The Times of India reported on Sunday that the Indian ebook market, which had finally started to really ignite in 2013, was growing not due to ereader sales but because people were reading on their smartphones:
E-books may be at an inflection point in India. For most publishers, ebook sales are between 2% and 5% of business, small compared to the 30% in mature markets where ebooks are mostly read on ebook readers like Amazon's Kindle.
But the smartphone surge, and the availability of reading apps on them, are redrawing the book market. "Few in India would want to spend a minimum of Rs 7,000 on an e-reader and then pay money to buy e-books," says Thomas Abraham, MD of Hachette India. "But now, with tablets and smartphones (that you bought anyway) having reading apps, we are seeing the beginnings of what might well be a big change. Last year we saw a quantum jump in sales," he says.
They could well be correct. Smartphone sales topped 44 million units in India in 2013, up threefold over 2012 (according to IDC). There's no data on ereader sales but I would be terribly surprised, based on sales patterns elsewhere, if ebook reader sales in India hit 1 million units in 2013.
And while ereader slaes have not increased significantly in India, the same cannot be said for ebook sales.
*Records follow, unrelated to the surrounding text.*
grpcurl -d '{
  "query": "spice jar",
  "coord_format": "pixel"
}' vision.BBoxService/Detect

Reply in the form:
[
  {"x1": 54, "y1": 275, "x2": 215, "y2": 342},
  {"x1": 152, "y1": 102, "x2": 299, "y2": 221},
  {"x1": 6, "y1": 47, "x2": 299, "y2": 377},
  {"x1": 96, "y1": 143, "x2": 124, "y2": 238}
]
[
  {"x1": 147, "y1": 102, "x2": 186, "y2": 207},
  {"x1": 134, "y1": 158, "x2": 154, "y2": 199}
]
Amazon hasn't released any sales figures for any market, but their leading competitor Flipkart is willing to share.
The site launched an ebookstore in November 2012 with around around 70,000 titles. It now carries around 550,000 titles in its catalog including titles from Smashwords, and it reports that reader adoption has grown even faster than the catalog.
Flipcart's reading apps in particular have been the driving source for growth: "Since the launch of the apps we have seen a 5-fold increase in orders and new customers," says Nipun Mehra, senior director of retail at Flipkart, adding that more than 60% of the readers use smartphones to access ebooks."
Smartphones aren't particularly cheaper in India than elsewhere in the world, but compared to a Kindle, which costs $102 in India, the prevalence of smartphones make them the more attractive reading device.
This is more or less what I expected last year when I wrote that tablets and smartphones were driving ebook adoption. As was pointed out in the comments for that post, there is already some evidence to support this idea is coming true in Germany and Australia, and now it seems to be coming true in India as well.